Looking for some assistance here related to designing a logic for last name match using fuzzy match tool- dataset ~1.4M records
Sample table format:
COL-A | COL-B | COL-C | COL-D | COL-E |
X | S1 | LASTNAME1 | S2 | LASTNAME10 |
X | S1 | LASTNAME2 | S2 | LASTNAME2 |
Y | S3 | LASTNAME3 | S4 | LASTNAME11 |
Y | S3 | LASTNAME3 | S4 | LASTNAME12 |
Y | S3 | LASTNAME4 | S4 | LASTNAME13 |
Z | S5 | LASTNAME5 | S6 | LASTNAME5 |
Lastnames in input dataset have spelling, character mismatches. So algorithm needed is to identify similarity score using all text-word-character comparisons possible
Need to match COL-C vs COL-E for similarity and need to output the score and key used to map in fuzzy match for each of the input rows. I am trying to setup fuzzy match on this table with custom setting but since dataset has total 1.3M rows , currently it is taking long time and returning 100s of billions of rows from fuzzy match tool output which is inefficient as it is comparing record of each lastname from col C with lastname from Col E. I need it to only run comparison on same row value. for ex. row 1 of sample table- LASTNAME1 should only get compared with LASTNAME10 as it is on same row and not with other row values.

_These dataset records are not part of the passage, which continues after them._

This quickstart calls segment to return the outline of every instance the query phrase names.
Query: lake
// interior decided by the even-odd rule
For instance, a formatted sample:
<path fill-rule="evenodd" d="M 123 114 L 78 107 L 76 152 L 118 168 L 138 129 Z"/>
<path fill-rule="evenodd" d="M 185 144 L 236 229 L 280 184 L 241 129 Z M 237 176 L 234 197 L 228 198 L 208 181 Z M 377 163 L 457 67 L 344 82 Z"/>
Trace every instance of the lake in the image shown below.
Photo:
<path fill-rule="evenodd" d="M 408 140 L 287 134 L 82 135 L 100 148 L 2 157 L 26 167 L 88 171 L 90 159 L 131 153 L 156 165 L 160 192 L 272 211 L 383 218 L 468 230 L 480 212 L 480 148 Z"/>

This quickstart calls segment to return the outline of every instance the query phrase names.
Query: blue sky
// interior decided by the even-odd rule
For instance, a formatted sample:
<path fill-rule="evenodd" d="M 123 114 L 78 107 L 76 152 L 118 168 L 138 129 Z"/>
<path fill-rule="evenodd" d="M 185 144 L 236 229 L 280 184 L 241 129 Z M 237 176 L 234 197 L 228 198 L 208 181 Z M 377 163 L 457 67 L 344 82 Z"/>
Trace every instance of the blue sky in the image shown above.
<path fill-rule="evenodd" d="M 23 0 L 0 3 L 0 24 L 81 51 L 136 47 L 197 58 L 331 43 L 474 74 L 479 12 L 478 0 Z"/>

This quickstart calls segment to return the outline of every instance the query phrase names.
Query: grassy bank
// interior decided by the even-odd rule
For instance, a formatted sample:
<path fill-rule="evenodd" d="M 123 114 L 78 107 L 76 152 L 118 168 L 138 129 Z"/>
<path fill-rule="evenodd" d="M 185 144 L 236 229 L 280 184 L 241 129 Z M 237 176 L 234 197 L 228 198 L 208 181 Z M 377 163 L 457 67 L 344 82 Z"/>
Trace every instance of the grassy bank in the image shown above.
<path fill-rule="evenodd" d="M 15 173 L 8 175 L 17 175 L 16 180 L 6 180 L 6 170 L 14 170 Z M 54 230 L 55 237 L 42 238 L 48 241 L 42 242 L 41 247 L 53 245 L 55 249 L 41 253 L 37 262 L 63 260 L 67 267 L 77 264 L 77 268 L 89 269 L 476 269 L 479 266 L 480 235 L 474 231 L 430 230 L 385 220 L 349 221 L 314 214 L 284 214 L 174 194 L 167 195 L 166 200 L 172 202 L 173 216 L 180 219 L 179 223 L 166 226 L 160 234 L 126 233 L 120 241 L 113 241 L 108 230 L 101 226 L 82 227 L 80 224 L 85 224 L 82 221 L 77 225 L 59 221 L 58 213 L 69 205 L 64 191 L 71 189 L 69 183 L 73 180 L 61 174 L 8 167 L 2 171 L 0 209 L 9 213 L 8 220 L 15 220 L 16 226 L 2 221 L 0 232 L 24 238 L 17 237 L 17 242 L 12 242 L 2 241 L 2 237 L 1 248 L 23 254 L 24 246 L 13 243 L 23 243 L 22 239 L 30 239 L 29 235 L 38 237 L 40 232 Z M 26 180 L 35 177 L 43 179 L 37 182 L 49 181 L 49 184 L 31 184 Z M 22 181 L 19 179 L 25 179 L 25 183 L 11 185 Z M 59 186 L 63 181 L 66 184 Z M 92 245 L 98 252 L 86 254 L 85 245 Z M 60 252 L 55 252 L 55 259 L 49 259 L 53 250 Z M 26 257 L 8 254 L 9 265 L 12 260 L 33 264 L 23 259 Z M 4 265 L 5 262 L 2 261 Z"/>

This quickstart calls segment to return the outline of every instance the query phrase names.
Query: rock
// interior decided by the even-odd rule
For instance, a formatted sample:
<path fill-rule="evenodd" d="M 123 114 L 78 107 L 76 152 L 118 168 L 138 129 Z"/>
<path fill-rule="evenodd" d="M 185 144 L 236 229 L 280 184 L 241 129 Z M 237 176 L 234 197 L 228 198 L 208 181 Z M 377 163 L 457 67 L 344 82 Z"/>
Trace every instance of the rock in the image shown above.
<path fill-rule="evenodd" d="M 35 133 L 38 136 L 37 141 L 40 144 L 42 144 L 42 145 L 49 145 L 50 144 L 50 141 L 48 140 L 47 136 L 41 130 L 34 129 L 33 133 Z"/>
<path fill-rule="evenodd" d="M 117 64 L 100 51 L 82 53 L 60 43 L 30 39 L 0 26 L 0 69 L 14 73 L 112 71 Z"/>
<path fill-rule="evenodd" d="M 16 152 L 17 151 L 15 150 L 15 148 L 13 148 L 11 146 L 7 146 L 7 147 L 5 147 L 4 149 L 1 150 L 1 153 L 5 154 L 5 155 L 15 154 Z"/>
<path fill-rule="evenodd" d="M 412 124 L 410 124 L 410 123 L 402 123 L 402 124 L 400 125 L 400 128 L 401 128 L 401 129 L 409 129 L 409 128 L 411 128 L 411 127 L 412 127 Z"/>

So expected output rows from fuzzy match tool should be less than original 1.3M input rows as some of row ideally will not get matched depending on threshold setup and not billion rows will be outputted which i am currently struggling with
Sample Expected result.
COL-A | COL-B | COL-C | COL-D | COL-E | Score | MapKey |
X | S1 | LASTNAME1 | S2 | LASTNAME10 | Score1 | MK1 |
X | S1 | LASTNAME2 | S2 | LASTNAME2 | Score 2 | MK2 |
Y | S3 | LASTNAME3 | S4 | LASTNAME11 | Score 3 | MK3 |
Y | S3 | LASTNAME3 | S4 | LASTNAME12 | Score 4 | MK4 |
Y | S3 | LASTNAME4 | S4 | LASTNAME13 | Score 5 | MK5 |
Z | S5 | LASTNAME5 | S6 | LASTNAME5 | Score 6 | MK6 |
Any sample workflow using batch macro-fuzzy match technique or using other matching functions that will help address my issue will be really helpful here
So, you just want to go line by line rather than one dataset vs the other. That's not how the Fuzzy Match tool is set up, and to go line by line, I would suggest a formula or something for speed rather than the fuzzy match tool. The tool will do so much more than what you are after and so take longer.

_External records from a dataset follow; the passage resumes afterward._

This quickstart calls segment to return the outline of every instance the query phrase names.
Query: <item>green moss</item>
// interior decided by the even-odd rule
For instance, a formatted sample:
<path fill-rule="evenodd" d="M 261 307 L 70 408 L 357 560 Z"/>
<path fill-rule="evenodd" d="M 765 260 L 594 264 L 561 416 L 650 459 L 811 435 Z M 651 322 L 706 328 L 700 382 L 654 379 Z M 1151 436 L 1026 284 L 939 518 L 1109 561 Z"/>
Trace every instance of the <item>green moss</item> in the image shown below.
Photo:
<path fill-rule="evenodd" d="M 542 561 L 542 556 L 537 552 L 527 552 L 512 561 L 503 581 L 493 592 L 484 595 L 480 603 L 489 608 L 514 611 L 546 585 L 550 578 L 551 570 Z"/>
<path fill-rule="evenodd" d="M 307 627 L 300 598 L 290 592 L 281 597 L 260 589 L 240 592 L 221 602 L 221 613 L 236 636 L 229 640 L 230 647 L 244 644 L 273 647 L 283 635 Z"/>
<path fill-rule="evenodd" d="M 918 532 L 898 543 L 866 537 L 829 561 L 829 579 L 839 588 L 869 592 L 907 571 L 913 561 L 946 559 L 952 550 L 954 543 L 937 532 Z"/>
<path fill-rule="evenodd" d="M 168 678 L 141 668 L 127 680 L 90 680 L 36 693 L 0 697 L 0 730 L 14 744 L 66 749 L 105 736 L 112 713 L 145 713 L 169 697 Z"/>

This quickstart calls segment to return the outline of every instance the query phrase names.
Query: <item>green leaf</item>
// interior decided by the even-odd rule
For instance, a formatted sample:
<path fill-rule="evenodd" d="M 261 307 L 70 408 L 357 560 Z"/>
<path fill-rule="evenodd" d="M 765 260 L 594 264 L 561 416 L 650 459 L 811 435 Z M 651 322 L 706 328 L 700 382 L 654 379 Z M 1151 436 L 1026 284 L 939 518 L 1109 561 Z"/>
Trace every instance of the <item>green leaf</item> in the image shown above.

If going to a formula style approach, then ideally the Jaro-Winkler algorithm is the formula you would be looking for. Take a look at this macro, I have not tested or even downloaded it, so no idea on speed etc.
This is the idea for a formula to be added natively (please star it to vote for it): https://community.alteryx.com/t5/Alteryx-Designer-Desktop-Ideas/Levenshtein-and-Jaro-Winkler-Distanc...
And this is a description of the Jaro-Winkler algorithm: https://medium.com/codex/best-libraries-for-fuzzy-matching-in-python-cbb3e0ef87dd#:~:text=all%20huma...
If you would really like to persist with the tool, then try a batch or iterative macro feeding in one line (or unrelated lines) at a time. Take a look at "Help > Sample Workflows > Use Scripting and.... > Build a Macro > Merge to a master file with Fuzzy Matching" for an example using macros. However, that example is not the same as yours, and so will require a lot of stripping out... I would advise looking at that sample, but not using it as your starter.
For the easiest solution of an iterative macro line by line, build an iterative macro with parallel sample tools to split the top row off and then iterate the rest. But 1.3m iterations is going to be hefty.
Take a look at this: https://community.alteryx.com/t5/Alteryx-Designer-Desktop-Discussions/FUZZY-MATCH-line-by-line/td-p/...